The Chesapeake has been certified as sturgeon safe—at least if the region meets its goals to clean up the Bay’s water.
The National Oceanic and Atmospheric Administration’s Marine Fisheries Service this spring issued its official “biological opinion” that new Chesapeake water quality criteria published by the EPA last year would not likely harm the recovery of the endangered shortnose sturgeon.
The approval is significant because it means that states can move forward with adopting the criteria for dissolved oxygen, chlorophyll a (a measure of algae) and water clarity as enforceable state water quality standards without worrying that their actions could violate the federal Endangered Species Act.
Rich Batiuk, associate director for science with the EPA’s Bay Program Office, said the approval was validation that “good solid science went into the criteria.”
He noted that some of the dissolved oxygen criteria were set specifically to protect sturgeon, using information from recent studies about the effects of temperature and dissolved oxygen on the fish.
The criteria would be protective of all of the sturgeon’s life stages except in the deepest areas of the Bay which naturally have low-oxygen conditions in the summer.
“We are not impacting the organism,” Batiuk said. “In fact we are going to be benefiting its recovery by increasing the amount of suitable habitat available to sturgeon.”
The Bay Program in April 2003 completed a three-year process of developing complex new water quality criteria for the Bay. Part of the criteria set minimum levels of dissolved oxygen needed in different parts of the Bay to protect the aquatic life that uses those areas.
Sturgeon, though, are less tolerant of low oxygen than most other fish. They are also sensitive to warm temperatures, so during the summer they are often squeezed out of both surface areas because of high temperatures, and deep areas because of low dissolved oxygen.

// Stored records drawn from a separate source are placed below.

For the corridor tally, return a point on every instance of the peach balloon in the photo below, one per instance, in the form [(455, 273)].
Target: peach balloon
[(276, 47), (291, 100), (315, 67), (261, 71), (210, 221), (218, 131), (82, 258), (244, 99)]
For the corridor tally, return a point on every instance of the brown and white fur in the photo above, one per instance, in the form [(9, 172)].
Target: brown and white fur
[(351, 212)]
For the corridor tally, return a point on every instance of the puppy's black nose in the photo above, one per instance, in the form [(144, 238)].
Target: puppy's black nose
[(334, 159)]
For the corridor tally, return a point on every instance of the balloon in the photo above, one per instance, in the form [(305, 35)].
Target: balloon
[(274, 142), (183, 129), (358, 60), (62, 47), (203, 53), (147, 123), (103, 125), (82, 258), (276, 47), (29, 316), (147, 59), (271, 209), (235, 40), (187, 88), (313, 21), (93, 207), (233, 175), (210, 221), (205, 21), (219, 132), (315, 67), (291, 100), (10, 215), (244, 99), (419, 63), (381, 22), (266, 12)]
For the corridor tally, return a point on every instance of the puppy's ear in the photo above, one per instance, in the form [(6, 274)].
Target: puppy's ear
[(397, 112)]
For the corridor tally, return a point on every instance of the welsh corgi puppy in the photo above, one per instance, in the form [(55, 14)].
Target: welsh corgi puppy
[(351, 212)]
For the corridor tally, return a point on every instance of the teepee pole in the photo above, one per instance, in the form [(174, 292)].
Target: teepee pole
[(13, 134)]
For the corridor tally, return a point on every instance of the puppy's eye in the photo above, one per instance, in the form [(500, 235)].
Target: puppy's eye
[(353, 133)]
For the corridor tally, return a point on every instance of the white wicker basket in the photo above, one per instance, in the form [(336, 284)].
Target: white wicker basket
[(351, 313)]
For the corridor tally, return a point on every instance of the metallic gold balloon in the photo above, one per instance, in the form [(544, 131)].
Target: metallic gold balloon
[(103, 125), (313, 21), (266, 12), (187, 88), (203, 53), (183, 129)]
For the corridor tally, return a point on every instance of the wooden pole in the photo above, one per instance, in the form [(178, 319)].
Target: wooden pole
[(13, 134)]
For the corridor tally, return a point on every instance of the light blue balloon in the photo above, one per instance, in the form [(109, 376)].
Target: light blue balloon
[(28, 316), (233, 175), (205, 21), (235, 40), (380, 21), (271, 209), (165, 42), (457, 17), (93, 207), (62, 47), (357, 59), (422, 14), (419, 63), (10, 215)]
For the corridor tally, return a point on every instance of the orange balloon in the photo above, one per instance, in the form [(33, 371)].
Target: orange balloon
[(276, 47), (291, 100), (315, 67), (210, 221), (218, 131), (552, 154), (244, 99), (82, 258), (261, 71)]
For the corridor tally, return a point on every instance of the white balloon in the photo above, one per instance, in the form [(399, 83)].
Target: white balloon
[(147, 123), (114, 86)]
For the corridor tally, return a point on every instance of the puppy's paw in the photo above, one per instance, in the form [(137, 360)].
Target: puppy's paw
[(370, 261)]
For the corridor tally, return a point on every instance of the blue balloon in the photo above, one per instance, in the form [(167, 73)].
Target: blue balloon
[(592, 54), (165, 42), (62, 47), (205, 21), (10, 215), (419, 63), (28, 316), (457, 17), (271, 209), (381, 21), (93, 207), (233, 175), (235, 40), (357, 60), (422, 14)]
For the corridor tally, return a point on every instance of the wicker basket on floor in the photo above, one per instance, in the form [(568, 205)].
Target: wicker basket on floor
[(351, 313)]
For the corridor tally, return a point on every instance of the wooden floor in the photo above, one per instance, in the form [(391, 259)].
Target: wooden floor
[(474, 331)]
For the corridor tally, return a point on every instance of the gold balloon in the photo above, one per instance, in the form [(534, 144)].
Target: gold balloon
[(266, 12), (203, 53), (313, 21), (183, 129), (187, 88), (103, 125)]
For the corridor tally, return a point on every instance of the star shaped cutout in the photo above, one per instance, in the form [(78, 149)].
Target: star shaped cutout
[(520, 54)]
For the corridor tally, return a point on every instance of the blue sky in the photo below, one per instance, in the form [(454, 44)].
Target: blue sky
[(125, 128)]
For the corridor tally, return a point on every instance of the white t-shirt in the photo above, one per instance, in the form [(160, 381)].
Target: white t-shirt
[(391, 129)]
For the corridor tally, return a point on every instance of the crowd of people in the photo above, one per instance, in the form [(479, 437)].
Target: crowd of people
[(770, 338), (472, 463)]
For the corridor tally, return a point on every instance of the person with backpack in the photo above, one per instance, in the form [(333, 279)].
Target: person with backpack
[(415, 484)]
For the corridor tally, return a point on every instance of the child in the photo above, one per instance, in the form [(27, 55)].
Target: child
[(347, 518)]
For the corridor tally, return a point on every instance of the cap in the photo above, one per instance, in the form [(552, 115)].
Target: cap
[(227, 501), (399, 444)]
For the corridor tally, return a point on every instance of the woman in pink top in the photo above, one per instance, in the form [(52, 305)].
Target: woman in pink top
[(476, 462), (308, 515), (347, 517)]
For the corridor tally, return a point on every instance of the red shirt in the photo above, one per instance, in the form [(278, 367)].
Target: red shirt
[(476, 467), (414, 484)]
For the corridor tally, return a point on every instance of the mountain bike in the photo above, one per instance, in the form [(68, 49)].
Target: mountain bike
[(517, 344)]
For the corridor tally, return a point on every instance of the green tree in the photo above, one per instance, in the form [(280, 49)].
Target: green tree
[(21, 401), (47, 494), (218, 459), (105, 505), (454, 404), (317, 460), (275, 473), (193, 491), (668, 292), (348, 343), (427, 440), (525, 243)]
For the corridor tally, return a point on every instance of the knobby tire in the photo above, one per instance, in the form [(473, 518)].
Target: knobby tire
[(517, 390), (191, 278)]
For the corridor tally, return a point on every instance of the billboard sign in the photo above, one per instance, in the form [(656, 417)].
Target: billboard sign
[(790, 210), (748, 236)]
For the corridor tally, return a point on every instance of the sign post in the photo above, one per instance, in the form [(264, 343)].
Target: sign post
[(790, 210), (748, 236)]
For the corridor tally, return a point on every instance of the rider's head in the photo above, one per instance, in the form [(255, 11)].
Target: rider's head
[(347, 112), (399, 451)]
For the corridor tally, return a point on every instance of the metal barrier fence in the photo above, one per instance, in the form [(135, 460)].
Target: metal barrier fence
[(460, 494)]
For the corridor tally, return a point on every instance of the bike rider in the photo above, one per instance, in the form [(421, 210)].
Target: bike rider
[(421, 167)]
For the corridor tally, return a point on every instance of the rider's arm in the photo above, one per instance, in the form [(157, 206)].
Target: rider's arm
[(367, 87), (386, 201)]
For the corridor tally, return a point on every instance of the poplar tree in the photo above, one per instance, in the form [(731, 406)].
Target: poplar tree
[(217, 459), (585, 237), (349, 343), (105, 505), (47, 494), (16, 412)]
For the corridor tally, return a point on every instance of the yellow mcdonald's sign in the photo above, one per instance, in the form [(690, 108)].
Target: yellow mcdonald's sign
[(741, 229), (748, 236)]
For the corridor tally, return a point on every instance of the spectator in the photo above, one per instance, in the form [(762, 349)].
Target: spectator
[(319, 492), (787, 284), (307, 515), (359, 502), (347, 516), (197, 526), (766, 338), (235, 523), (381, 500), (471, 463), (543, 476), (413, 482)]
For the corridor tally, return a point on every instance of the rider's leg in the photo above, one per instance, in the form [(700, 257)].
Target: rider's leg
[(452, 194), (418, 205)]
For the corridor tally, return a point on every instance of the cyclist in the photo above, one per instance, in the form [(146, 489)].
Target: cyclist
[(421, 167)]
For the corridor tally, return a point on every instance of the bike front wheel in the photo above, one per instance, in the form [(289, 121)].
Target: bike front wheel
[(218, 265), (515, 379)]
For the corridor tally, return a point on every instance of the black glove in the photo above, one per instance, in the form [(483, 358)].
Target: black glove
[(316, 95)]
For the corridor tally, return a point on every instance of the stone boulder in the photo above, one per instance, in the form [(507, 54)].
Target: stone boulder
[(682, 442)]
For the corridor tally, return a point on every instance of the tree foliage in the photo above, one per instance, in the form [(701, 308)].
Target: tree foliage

To deal with that problem, the Bay’s criteria requires that warmer water have more oxygen than cooler water to reduce stress on the fish.
The new water quality criteria were published by the EPA last year to guide the development of enforceable water quality standards in the four Bay jurisdictions with tidal waters—Virginia, Maryland, Delaware and the District of Columbia.
To attain the water quality criteria, the Bay Program estimates that the amount of nitrogen entering the Chesapeake from its 64,000-square-mile watershed must be slashed 48 percent from mid-1980s levels, and phosphorus by 53 percent.
But NOAA, which has the responsibility for protecting the endangered shortnose sturgeon, had questioned whether the criteria were protective enough, and initiated a formal review last year.
The issue was critical to the Bay because NOAA could have required changes in the criteria—possibly requiring further cleanup actions — if it had determined they were not adequate to protect shortnose sturgeon.
This spring, though, NOAA biologists issued their formal opinion stating that some deep parts of the Bay would have “suboptimal” oxygen conditions during the summer, but any adverse impacts of the fish would be short term and not lethal.
Overall, NOAA said achieving the criteria would “result in significantly improved water quality conditions in the Bay, elimination of anoxic zones and the improvement in the quality and quantity of habitat available to shortnose sturgeon as well as improving the chances for shortnose sturgeon recovery in the Bay and improving the likelihood of long-term sustainability of this population.”
The opinion does require the EPA to submit a report to NOAA each year summarizing the progress in achieving nutrient reductions and summarizing water quality conditions from the previous year. And it leaves the door open for additional action if the water quality goals are not met in 2010.
Under the Endangered Species Act, NOAA has to review any federal action that could affect an endangered species. That means not only did the agency have to review the criteria, it will review the EPA’s approval of all state water quality standards based on the criteria.
Batiuk said that as long as the state standards adhere to the criteria affecting sturgeon, NOAA has agreed a stepped-up review process.
While the biological opinion does not deal with Atlantic sturgeon, which are not protected under the Endangered Species Act, Batiuk said the criteria should be equally protective as its water quality requirements are nearly identical to those of shortnose sturgeon.
“They have about the same sensitivities,” Batiuk said. “We looked at juveniles and adults, so we considered several life stages.”
Interest is growing among many state and federal fisheries biologists in launching an effort to rebuild Atlantic sturgeon populations in the Chesapeake.
Sturgeon were once abundant in the Chesapeake, but they were the target of intense fishing pressure a century ago, which depleted the population of both Atlantic and shortnose sturgeons. Neither population has significantly recovered in the Bay.